A short flight away in Copenhagen, a key player behind the revamped campus, Njusja de Gier, is at work. The company’s titular senior vice president of branding and communication, de Gier in practice operates as something of a creative strategist and curator at Kvadrat, carrying out a large-scale reimagining of the 50-year-old enterprise. In the past decade, the manufacturer has quietly assumed the role of global cultural powerhouse, collaborating with high-profile institutions and commissioning renowned artists and designers.
It was only fitting, then, that the Kvadrat HQ better reflect this new personality. “We were doing all these commissions and donating them to museums, so we thought, ‘Why aren’t we curating some art installations around our landscape?’” says de Gier, who joined the brand in 2008. Beyond its grounds, the headquarters now also features a free-flowing, open-plan mix of work, social, dining, and display areas awash in calming colors and cozy textiles.
In recent years, Kvadrat has diversified its product line through collaborations with designers like Raf Simons, and through the acquisition of brands such as Kinnasand, Danskina, and Sahco, which offer routes into the consumer market. It has also bought a majority share in the innovative solid-board manufacturer Really, which upcycles textile waste. The company has opened several showrooms in Asia and unveiled others that target the residential sector, with more planned.
But the cultural program that de Gier directs is undoubtedly at the heart of Kvadrat’s strategy. Since her arrival, de Gier has grown the marketing team from four people to 28, launched a regular program of experimental projects with designers, and established a schedule of six artistic collaborations per year. Among the most high-profile of the latter category have been a 2009 project with German artist Thomas Demand, who used more than five kilometers of Kvadrat textiles in a solo exhibition in Berlin, and Erwan and Ronan Bouroullec’s 2011 Textile Field, a striped, 240-square-meter installation at the Victoria and Albert Museum in London. The brand’s goal to expand its presence in Asia has also led to more work with creatives from the East, including designer Akira Minagawa and the artist Koki Tanaka, both from Japan.

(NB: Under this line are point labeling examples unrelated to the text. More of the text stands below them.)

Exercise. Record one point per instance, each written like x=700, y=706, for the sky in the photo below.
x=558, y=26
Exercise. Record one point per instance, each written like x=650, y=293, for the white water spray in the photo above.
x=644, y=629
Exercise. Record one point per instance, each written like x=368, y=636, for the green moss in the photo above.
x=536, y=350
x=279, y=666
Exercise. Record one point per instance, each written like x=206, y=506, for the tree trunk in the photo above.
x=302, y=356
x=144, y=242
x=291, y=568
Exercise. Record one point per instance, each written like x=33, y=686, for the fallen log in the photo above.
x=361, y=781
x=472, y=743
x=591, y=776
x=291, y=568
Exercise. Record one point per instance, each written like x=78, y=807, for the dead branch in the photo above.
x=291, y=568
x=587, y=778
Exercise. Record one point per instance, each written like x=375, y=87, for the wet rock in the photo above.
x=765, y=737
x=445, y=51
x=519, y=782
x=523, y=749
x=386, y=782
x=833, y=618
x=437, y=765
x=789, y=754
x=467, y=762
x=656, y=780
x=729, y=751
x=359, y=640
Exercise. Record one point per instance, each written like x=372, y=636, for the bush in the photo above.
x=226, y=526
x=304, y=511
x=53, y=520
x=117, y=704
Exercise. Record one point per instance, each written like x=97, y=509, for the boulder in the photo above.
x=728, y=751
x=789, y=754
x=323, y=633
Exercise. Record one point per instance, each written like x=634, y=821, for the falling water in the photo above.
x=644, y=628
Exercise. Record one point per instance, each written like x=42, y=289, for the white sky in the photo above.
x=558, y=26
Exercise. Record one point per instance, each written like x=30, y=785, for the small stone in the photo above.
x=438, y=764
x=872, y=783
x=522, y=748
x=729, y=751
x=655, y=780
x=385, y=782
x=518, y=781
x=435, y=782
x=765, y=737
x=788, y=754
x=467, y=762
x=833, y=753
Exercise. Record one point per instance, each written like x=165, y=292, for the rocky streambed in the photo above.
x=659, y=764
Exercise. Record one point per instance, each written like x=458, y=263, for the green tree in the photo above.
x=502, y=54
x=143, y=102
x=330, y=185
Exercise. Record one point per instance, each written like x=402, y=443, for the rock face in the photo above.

This network-driven approach to branding, de Gier argues, is aimed primarily at inspiring rather than strictly selling. (She has all but put a stop to advertising that pushes specific products.) Deploying culture as a Trojan horse for commerce is, of course, common in the design industry, a sector that thrives as much on image as on quality. But Kvadrat’s endeavors gain credibility because they’re not just public-facing exercises but also efforts to develop and explore the potential of its own collection and fabrication capabilities.
For example, as part of her work on a Kvadrat-supported exhibition opening at the Louisiana Museum of Modern Art this year, Swiss artist Pipilotti Rist was invited to its headquarters and reviewed the whole product catalog to glean ideas. In creating a seating area in the National Gallery of Denmark in 2011, the Vietnamese-Danish artist Danh Vō delved into the brand’s archives to find previously unproduced work by midcentury designer Nanna Ditzel. And Saal, a 2011 installation by Thomas Demand for the Städel Museum in Frankfurt, required a precise printing technique to make 32 separate curtains look like one flush panel. “He made us do it three times before he was ready,” says de Gier.